A tropical salamander |
Frogs, toads, salamanders and caecilians are all amphibians, scale-less vertebrates able to live on both land and in the water. There are about 4,000 different species.
Because amphibians are able to live on land as well as in the water, evolutionists have claimed that they are a “transitional form” in the movement of vertebrate life from water to land.
According to the evolutionist scenario, fish first evolved into amphibians, which later developed into reptiles. But there is no proof for this. Not a single fossil has been found that proves that a half-fish or a half-amphibian ever lived.
In this book, Vertebrate Paleontology and Evolution, the noted evolutionist writer Robert L. Carroll says that in fact, we have no fossils of any intermediate form between early amphibians and rhipidistian fish.16
Colbert and Morales, evolutionist paleontologists, make the following comment on the amphibians’ three classes—frogs, salamanders and caecilians.
There is no evidence of any Paleozoic amphibians combining the characteristics that would be expected in a single common ancestor. The oldest known frogs, salamanders, and caecilians are very similar to their living descendants.17
Up until about 60 years ago, an extinct fossilized fish called the Coelacanth, estimated to be 410 million years old, was touted in evolutionist sources as the transitional form between fish and amphibians. But the fact that this fish, still alive and anatomically unchanged was caught in the Indian Ocean invalidated these evolutionist claims. (See Coelacanth.)
In the evolutionist scenario, the second stage is the evolution of amphibians to reptiles and their movement from the water to the land. But there is no solid fossil discovery to support this claim. On the contrary, there remain very great physiological and anatomical differences between amphibians and reptiles.
For example, take the structure of the eggs of the two different species. Amphibians lay their eggs in water. Their eggs have a very permeable, transparent membrane and a gelatin-like consistency that allows them to develop in water. But because reptiles lay their eggs on the ground, they are designed for a dry climate. Reptile eggs are amniotic with a strong rubbery shell that admits air, but keeps water out. For this reason, the fluid needed by the young is stored within until they hatch.
The Difference Between the Eggs of an Amphibian and a Reptile One of the inconsistencies in the scenario of amphibian-reptile evolution lies in the structure of their eggs. Amphibian eggs develop in water, have a jelly-like structure and are covered in a porous membrane. Reptile eggs, on the other hand, have a hard structure that’s impermeable to water, but appropriate to conditions on land—as you can see from the dinosaur egg reconstruction to the right. For an amphibian to turn into a reptile, its eggs need to become fully reptilian. Yet the slightest error in such a transition will lead to that particular species becoming extinct. |
If amphibian eggs were laid on the ground, they would soon dry out, and the embryos inside would die. This poses a problem for any evolutionist explanation of how reptiles evolved in stages from amphibians: For the very first amphibians to begin living entirely on land, their eggs would have had to transform into amniotic eggs within a single generation. How this switch could have suddenly occurred cannot be explained by the evolutionist mechanisms of natural selection and mutation.

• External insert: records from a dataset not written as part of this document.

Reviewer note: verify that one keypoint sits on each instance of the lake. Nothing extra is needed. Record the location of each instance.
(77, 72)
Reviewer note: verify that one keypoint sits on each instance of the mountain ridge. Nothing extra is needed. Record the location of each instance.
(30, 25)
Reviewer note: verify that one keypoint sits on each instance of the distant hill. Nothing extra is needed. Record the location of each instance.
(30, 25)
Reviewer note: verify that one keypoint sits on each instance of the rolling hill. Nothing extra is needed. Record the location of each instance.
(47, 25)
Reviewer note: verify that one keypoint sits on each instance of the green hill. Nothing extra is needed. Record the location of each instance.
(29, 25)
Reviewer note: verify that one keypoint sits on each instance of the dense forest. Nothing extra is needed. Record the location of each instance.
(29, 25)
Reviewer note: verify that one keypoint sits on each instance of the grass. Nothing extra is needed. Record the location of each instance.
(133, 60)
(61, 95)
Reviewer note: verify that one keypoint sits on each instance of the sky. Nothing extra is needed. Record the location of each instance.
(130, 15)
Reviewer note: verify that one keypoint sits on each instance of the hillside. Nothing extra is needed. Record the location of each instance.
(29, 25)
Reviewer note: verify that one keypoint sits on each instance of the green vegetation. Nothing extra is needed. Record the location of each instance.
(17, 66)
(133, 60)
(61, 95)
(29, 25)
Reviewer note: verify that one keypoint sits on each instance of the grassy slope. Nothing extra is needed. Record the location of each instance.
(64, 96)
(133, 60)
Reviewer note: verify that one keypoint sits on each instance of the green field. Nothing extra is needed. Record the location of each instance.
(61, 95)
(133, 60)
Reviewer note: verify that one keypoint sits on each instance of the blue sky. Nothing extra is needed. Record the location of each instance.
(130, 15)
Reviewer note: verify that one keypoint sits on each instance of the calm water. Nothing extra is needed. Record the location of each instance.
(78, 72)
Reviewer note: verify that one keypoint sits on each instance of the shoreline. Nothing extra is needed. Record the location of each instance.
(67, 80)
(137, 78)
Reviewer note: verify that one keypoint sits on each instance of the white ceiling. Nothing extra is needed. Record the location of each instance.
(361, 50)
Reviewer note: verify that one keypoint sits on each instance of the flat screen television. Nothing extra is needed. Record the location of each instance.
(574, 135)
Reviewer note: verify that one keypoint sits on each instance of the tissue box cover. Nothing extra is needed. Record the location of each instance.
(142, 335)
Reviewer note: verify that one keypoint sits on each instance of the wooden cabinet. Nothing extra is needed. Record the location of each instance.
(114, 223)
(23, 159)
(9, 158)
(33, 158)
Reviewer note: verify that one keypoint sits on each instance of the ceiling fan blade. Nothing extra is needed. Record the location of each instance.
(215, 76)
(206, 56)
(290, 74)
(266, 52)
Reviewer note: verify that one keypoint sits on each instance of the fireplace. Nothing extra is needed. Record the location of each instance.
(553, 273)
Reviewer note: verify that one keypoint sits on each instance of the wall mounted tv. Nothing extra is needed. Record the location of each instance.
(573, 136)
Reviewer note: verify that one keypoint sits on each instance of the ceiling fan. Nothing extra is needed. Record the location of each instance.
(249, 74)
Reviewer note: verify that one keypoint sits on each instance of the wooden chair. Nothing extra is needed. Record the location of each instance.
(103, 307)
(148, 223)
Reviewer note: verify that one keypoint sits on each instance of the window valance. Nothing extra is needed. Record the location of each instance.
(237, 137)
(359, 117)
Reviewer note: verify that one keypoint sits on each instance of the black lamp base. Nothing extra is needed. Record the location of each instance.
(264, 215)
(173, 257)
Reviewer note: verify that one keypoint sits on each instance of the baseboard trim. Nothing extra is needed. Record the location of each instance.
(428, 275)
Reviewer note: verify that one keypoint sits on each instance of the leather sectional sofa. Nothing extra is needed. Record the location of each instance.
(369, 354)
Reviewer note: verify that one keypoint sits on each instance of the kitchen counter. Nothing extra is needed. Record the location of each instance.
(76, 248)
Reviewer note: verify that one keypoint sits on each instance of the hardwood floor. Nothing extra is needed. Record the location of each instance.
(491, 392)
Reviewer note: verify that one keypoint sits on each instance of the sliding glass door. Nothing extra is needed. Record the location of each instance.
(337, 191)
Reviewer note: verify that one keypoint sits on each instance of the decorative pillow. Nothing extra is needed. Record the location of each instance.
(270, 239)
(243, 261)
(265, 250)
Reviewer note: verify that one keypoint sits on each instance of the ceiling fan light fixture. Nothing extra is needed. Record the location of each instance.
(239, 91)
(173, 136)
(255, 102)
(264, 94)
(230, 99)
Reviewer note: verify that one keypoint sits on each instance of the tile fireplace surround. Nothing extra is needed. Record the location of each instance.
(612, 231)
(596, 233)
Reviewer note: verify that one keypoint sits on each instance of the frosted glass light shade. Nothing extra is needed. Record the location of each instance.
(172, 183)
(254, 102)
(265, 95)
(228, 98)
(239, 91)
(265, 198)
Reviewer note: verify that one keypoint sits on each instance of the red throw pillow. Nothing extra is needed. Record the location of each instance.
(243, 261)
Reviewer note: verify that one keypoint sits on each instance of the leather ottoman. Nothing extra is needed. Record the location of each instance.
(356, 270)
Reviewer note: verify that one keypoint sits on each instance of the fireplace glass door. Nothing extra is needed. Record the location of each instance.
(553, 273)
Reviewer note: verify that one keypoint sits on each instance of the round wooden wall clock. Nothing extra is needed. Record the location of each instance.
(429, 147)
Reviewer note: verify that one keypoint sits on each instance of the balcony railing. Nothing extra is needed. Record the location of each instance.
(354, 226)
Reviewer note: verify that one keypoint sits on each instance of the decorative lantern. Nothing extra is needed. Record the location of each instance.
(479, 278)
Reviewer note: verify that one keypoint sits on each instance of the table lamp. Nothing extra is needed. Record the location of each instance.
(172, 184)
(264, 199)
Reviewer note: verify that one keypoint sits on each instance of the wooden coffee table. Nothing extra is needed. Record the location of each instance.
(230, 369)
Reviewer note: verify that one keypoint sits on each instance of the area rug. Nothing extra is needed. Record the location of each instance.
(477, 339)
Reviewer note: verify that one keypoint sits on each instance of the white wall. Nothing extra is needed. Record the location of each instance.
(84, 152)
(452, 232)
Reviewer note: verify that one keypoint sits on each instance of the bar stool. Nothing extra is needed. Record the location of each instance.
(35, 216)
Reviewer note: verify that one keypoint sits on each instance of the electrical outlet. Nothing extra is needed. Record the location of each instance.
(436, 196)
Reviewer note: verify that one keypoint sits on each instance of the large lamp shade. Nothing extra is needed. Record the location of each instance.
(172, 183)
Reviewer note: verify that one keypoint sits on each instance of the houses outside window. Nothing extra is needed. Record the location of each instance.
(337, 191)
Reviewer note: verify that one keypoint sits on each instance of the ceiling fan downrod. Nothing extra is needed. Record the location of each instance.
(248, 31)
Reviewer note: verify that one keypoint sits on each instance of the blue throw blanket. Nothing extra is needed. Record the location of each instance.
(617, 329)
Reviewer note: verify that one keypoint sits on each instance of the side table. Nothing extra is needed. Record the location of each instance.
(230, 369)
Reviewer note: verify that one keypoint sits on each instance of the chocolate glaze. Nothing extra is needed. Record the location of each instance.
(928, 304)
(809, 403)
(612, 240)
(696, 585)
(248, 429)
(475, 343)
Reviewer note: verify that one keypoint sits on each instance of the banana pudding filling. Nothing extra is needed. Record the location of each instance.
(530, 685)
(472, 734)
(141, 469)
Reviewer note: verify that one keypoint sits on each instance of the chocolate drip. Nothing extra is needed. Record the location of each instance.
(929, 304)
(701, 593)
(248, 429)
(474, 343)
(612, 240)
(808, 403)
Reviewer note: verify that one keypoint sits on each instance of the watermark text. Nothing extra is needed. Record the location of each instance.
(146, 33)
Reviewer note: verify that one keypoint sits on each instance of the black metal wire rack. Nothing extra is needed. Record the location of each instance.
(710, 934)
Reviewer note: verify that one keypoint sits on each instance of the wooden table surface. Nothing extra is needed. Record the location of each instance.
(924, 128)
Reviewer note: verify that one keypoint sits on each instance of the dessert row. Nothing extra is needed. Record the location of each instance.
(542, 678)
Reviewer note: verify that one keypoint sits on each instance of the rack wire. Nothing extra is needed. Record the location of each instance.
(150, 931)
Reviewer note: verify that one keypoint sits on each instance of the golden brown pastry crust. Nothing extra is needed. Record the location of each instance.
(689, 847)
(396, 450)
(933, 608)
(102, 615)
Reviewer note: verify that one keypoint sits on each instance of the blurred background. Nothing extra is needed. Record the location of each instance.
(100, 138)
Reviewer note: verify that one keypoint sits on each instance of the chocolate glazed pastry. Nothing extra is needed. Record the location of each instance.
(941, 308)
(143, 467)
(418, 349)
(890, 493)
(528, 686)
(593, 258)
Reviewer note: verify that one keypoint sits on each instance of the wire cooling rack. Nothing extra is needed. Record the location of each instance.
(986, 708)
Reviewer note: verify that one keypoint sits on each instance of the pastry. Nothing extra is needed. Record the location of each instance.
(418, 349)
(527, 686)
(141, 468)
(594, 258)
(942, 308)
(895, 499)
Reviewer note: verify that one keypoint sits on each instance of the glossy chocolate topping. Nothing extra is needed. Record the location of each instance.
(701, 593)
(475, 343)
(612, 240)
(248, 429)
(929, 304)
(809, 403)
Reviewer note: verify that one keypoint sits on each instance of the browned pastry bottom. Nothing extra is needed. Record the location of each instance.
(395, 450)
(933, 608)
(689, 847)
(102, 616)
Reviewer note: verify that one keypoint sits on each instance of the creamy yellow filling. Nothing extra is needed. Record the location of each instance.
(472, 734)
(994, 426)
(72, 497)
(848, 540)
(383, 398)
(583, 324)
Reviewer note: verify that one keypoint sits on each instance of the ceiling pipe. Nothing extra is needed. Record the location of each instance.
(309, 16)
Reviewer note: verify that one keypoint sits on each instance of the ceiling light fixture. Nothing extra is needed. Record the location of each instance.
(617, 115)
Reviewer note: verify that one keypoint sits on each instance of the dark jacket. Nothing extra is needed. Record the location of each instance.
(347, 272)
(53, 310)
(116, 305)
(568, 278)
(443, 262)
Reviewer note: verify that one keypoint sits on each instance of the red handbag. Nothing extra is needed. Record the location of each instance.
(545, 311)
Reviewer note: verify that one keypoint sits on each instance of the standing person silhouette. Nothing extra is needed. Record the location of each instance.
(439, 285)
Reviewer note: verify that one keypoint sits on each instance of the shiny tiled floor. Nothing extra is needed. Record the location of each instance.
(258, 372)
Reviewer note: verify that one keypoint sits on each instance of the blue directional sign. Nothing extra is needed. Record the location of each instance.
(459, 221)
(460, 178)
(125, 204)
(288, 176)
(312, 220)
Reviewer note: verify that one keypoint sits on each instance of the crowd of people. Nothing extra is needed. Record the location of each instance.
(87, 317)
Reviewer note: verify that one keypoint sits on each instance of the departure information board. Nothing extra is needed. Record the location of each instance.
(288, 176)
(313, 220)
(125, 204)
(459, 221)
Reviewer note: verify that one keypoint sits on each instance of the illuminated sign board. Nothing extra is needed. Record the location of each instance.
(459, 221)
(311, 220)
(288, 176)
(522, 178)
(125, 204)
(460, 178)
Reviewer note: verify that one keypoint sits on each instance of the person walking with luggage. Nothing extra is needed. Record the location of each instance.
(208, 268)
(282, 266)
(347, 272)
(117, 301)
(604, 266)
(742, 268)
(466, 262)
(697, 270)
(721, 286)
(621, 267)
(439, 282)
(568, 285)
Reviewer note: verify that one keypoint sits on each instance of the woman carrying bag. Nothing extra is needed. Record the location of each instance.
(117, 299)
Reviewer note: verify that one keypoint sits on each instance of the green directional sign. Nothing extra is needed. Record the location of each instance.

Again, the fossil record leaves the origins of reptiles with no evolutionist explanation. The noted evolutionist paleontologist, Robert L. Carroll, admits this in an article entitled “Problems of the Origin of Reptiles”:
Unfortunately not a single specimen of an appropriate reptilian ancestor is known prior to the appearance of true reptiles. The absence of such ancestral forms leaves many problems of the amphibian-reptilian transition unanswered.18
16 Robert L. Carroll, Vertebrate Paleontology and Evolution, New York: W. H. Freeman and Co., 1988, p. 304.
17 Edwin H. Colbert, M. Morales, Evolution of the Vertebrates, New York: John Wiley and Sons, 1991, p. 99.
18 Robert L. Carroll, “Problems of the Origin of Reptiles,” Biological Reviews of the Cambridge Philosophical Society, Vol. 44. p. 393.
19 Stephen Jay Gould, “Eight (or Fewer) Little Piggies,” Natural History, No. 1, Jan 1991, Vol. 100, p. 25.